Just like his famous and much-loved TV chat show, An Evening With Michael Parkinson was not about the man himself.
That might sound surprising to some but it is a measure of Parky, and probably a good indicator of why he has been so successful, that, with him, it has always been about those he has been interviewing.
And even though, this time, the tables are turned and he is on the receiving end of the questions, from son Mike, it is still the stars he has interviewed down the years that take centre stage.
Maybe this show should be called An Evening With Muhammad Ali, John Wayne, Orson Welles, Dame Edna Everage, Lauren Bacall and George Best (among others) - for clips of Parky's chats with the great and good of the big screen, small screen, sport and other fields take up a fair chunk of the two-and-a-bit hours Parky senior and junior are on stage.
But these are all sewn together by very revealing chats in which the real star of the night tells us the background to some of the famous interviews; who among his guests he admired, who he didn't, who surprised him and who infuriated him.
There is plenty of humour - not just from clips that show the aforementioned Dame Edna, plus Sir Billy Connolly, at their funniest, but also from Parky himself, as he recalls some of the funnier moments from on and off-screen.

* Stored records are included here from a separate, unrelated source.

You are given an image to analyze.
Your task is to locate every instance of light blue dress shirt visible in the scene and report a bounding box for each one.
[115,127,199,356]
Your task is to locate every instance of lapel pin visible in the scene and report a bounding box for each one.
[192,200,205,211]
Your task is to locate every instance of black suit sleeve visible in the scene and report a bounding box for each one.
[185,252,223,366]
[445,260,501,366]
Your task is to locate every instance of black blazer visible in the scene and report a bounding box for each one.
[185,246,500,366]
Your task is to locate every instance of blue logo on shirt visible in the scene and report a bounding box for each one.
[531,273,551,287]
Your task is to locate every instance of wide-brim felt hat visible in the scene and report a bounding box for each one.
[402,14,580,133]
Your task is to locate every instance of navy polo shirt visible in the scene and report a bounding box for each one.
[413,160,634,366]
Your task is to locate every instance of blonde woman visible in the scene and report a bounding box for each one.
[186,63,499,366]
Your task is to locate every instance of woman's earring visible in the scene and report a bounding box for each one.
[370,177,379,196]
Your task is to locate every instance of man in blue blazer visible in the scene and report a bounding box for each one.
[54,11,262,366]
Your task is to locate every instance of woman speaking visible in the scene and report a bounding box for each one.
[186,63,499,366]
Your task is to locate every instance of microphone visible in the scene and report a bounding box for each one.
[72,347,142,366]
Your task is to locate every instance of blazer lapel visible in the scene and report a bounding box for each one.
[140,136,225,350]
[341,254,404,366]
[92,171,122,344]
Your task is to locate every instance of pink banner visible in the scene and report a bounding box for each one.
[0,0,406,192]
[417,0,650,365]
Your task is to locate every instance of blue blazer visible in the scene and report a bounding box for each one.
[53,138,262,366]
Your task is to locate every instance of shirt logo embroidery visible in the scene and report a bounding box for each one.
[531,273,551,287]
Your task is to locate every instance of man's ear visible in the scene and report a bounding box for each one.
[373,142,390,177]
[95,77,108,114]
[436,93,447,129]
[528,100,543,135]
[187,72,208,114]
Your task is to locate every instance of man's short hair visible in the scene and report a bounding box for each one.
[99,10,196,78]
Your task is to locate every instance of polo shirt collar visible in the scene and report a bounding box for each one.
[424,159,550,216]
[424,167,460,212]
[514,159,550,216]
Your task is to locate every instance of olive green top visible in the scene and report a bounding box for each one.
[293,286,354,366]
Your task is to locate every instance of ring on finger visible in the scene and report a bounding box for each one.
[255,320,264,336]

And while this show is certainly not all 'me, me, me', it's pleasing that there is time for one of Barnsley's favourite sons to tell some tales from his childhood - when he was told in no uncertain terms that he should not be following hia father down the mines - his journey into journalism and then TV, and from his later family life, including a gem about putting his mum and dad on an aeroplane for the first time in their lives.
We see Parky's first televised interview - in which, in 1963, he and a very youthful Mick Jagger speculate about how long the singer might remain popular for (maybe another year, suggests Jagger) - and even one or two that didn't go so well, like the evening Meg Ryan decided she didn't like him or his line of questioning.
Sir Michael is 82 and has had a few health problems in recent years but it is delightful to see him still in great form, and still keen to talk to us, just like he did in our front rooms for several decades via his chat show. He is a legend - even if you might be hard-pressed to get him to agree.